Characterizing chromosome missegregation in spe-26 mutant Caenorhabditis elegans

Meiosis is a type of specialized cell division, in which sperm and egg cells are formed. It is important to study and understand meiosis because when it goes wrong, it can result in infertility and other problems with sex cells. A useful way to study meiosis is in Caenorhabditis elegans, a 1-millimeter long nematode worm with transparent skin, because sex cell division is easy to analyze with microscopy. In my project, I will be visualizing defects in meiotic chromosome segregation in mutant C. elegans worms, which has a broader application to human sperm development. Given that infertility affects up to ten-percent of couples worldwide, largely due to problems with male sperm formation, studying meiosis in a model organism is important for understanding why and how infertility occurs in humans.
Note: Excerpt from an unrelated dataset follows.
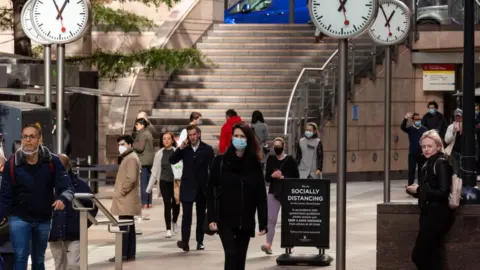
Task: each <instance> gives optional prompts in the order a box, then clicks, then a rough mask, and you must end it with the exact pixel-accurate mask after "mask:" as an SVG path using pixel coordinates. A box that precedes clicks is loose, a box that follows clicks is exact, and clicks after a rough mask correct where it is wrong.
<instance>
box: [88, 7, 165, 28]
mask: <svg viewBox="0 0 480 270" xmlns="http://www.w3.org/2000/svg"><path fill="white" fill-rule="evenodd" d="M92 11H93V12H92V13H93V24H94V25H97V26H100V29H101V30H102V31H104V32H108V31H111V30H115V28H116V27H120V28H121V29H122V30H123V31H125V32H131V31H137V32H139V33H140V32H141V29H142V28H147V29H151V28H153V27H155V26H156V25H155V24H154V23H153V21H152V20H150V19H148V18H146V17H144V16H139V15H137V14H135V13H132V12H128V11H125V10H121V9H119V10H115V9H112V8H109V7H105V6H103V5H93V7H92Z"/></svg>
In my research project, I will be studying a specific protein, SPE-26, found in developing sperm cells in C. elegans worms. So far, the structure and function of SPE-26 have been generally determined in meiotically dividing sperm cells, using worms that have a mutation in the spe-26 gene. SPE-26 functions in meiotic prophase, when sperm-fated cells are preparing to divide; when the protein is absent, they fail to correctly sequester organelles for division, and to become mature spermatids. In my project, I will carefully analyze, using immunocytology and DIC microscopy, defects in meiotic chromosome segregation in spe-26 mutant C. elegans. Specifically, I intend to address how chromosome segregation differs in normal and spe-26 mutant C. elegans. Comparing microscopic images of normal chromosome segregation and mutant chromosome segregation will contribute to the understanding of the overall function of the SPE-26 protein in spermatid formation, and ultimately to an understanding of the complex process of meiosis.